Sur ce territoire, la part de logements occupés par leur propriétaire indique en creux le volume du parc locatif privé concerné. On relève 79 habitants, 1.98 personne(s) par logement, 92 % de maisons individuelles, en zone climatique H3. Ces valeurs ne décident d'aucun projet à elles seules, mais elles fixent l'ordre de grandeur dans lequel un chiffrage à Revest-Saint-Martin est crédible.
Pour rendre les montants comparables, la base de calcul est fixée à 105 m², en zone H3 : après un bouquet complet, la consommation recule d'environ 11 300 kWh par an, soit près de 1 210 € au tarif de référence. Côté financement, l'assiette est plafonnée à 40 000 € HT dès trois classes gagnées, l'aide ANAH s'échelonne de 4 000 € à 32 000 € selon le revenu fiscal de référence, et l'accompagnement obligatoire est pris en charge jusqu'à 2 000 €.
Sur la facture, ce poste vaut 883 € à 1 324 € par an à Revest-Saint-Martin : la remise à niveau d'un logement mis en location couvre 40 à 60 % des consommations, soit 12 327 kWh au mieux sur la base conventionnelle de la zone H3.

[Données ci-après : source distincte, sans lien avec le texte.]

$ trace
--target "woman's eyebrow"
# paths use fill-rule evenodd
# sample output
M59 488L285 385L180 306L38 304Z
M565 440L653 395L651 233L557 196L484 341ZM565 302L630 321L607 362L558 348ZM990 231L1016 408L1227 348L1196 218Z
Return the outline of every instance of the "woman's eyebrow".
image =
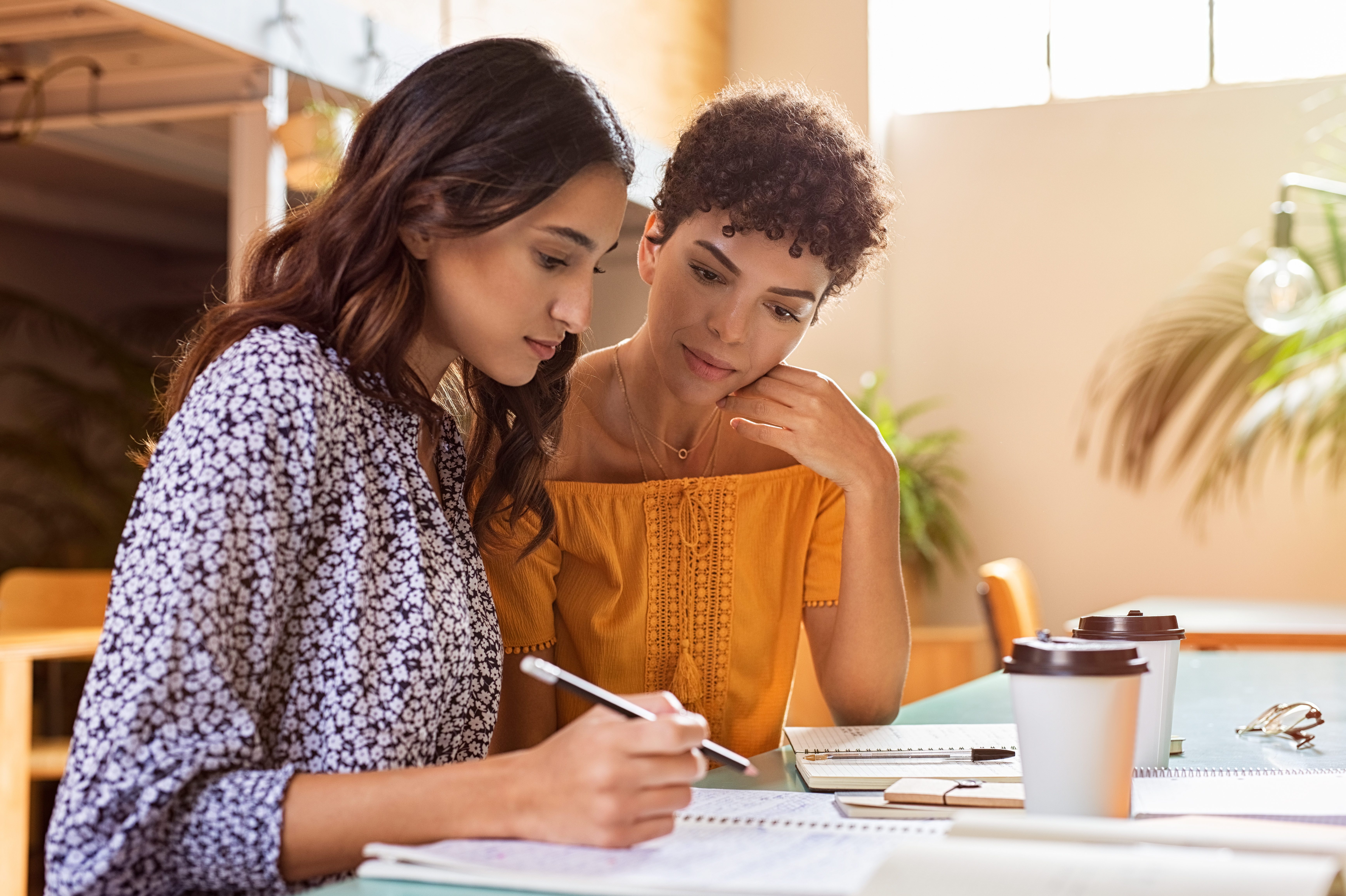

Ce qu'il reste à payer, mois par mois : sur le cas type à Revest-Saint-Martin, 6 000 € après aides, soit de l'ordre de 35 € mensuels sur quinze ans en prêt à taux zéro. L'économie de facture attendue, 1 210 € par an, absorbe une part significative de cette mensualité.
Base ADEME : 10 diagnostics enregistrés à Revest-Saint-Martin, soit un taux de 250 pour 1 000 logements. Plus ce taux est élevé, plus la demande adressée à un opérateur agréé par l'Anah est soutenue — et plus il faut anticiper la réservation d'un créneau pour la remise à niveau d'un logement mis en location (cinq à neuf mois).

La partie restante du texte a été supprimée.